On Beverage: Cocktail classes can help to boost bar business, dinner traffic

Faced with a prospering business that required her to spend more time behind a desk than behind a bar, Lucy Brennan, proprietor of Mint & 820 bistro and bar in Portland, Ore., came up with a novel way of “keeping her hands wet,” as she puts it: She decided to hold regular cocktail classes for her customers.

Seven years later, Brennan’s classes still are going strong—at $75 a person, they usually sell out.

Other bartenders, managers and owners across the country have picked up on the idea with classes of their own. It’s not only a positive promotional idea, Brennan says, it also encourages people to better understand what they’re drinking.

“The classes absolutely attract new customers,” Brennan says, noting that in addition to new faces, the Saturday afternoon sessions also see a number of repeat students. “Often people stick around for happy hour immediately after class.”

But attracting new clientele and keeping regulars happy is only part of the goal, Brennan says: “My mission is really to educate people. I’ve studied spirits for years the way some people study wine, and I just want to show it the same respect that those people have for wine.”

Indeed, independent cocktail educator Angie Jackson of Chicago’s Ultimate Elixirs said she began offering cocktail education simply because she found “a big deficit in the market for that kind of information.”

Over at Nacional 27 in Chicago, manager and mixologist Adam Seger says the cocktail classes, held the third Thursday of every month, are not only fun for the customers, but also a great lead in to Thursday night’s dining hour.

“We run the classes from about 5:30 to 6:30, and I’d say that most of the guests end up staying for dinner,” Seger says.

Since the maximum is 35 people, and most classes do sell out, the extra dinner business allows the restaurant to charge what is effectively a break-even price of only $15 per person for their classes, he adds.

Held either at the bar or in the private dining room where they set up a temporary bar, each Nacional 27 cocktail class begins with a welcome cocktail and a presentation of the day’s theme, be it a style of drink or a particular ingredient. The remainder of the hour will cover the creation of three cocktails, with everyone in the class assisting in one way or another at some point.

“We always include some interactive elements in each class,” Seger says, “whether it’s shaking or muddling or whatever.”

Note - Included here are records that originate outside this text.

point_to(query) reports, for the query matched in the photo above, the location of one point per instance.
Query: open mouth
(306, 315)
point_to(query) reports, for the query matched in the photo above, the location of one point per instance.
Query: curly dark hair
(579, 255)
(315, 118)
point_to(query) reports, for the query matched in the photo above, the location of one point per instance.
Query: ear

Getting up close and personal is also on the agenda at Eastern Standard in Boston, where bar manager Jackson Cannon says that in addition to holding regular classes—about 15 or so per year—they also schedule a tableside presentation for groups making dinner or event reservations.

“More and more, we find that people really appreciate these sort of educational add-ons,” Cannon says. “So we’ll send someone over to the table to talk a bit about the history of a drink or the mechanics of the cocktail and then make it right there at the table.”

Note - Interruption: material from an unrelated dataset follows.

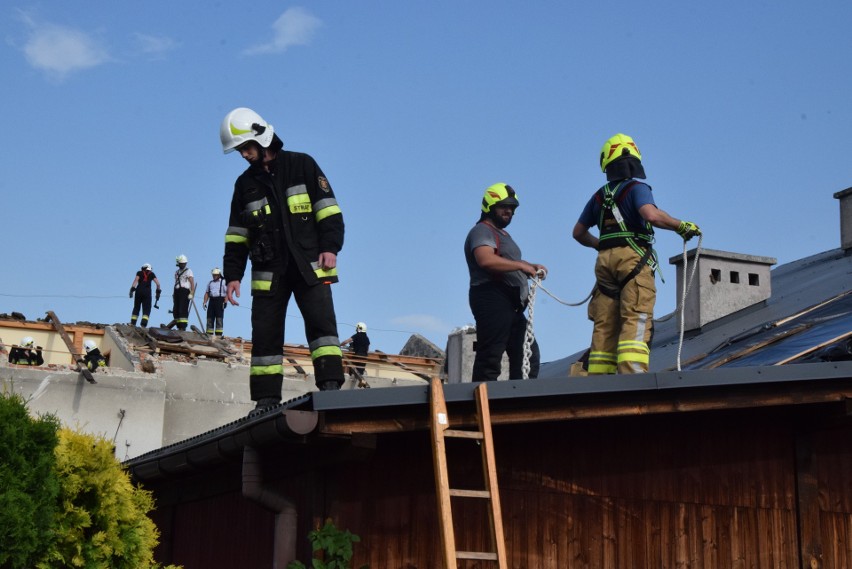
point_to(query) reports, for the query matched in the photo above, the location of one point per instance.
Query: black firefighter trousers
(269, 308)
(500, 327)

On the more formal, organized side of things, Cannon says Eastern Standard doesn’t have specifically scheduled times for classes, but usually announces them a few at a time, with three or four sessions devoted to a single topic. They are publicized primarily through word-of-mouth.

“We started last year during the run-up to the anniversary of the repeal of Prohibition with themed classes,” Cannon says. “They were so successful that we decided to continue doing them and sort of stuck with the multiclass theme.”

The sessions run two or three hours and can include such topics as Tiki drinks and pre-Prohibition cocktails. Each class is limited to no more than a dozen participants and costs $75 per person.

Whether created as a promotional exercise, a way to encourage business or an educational strategy, mixology classes appear to be on the rise.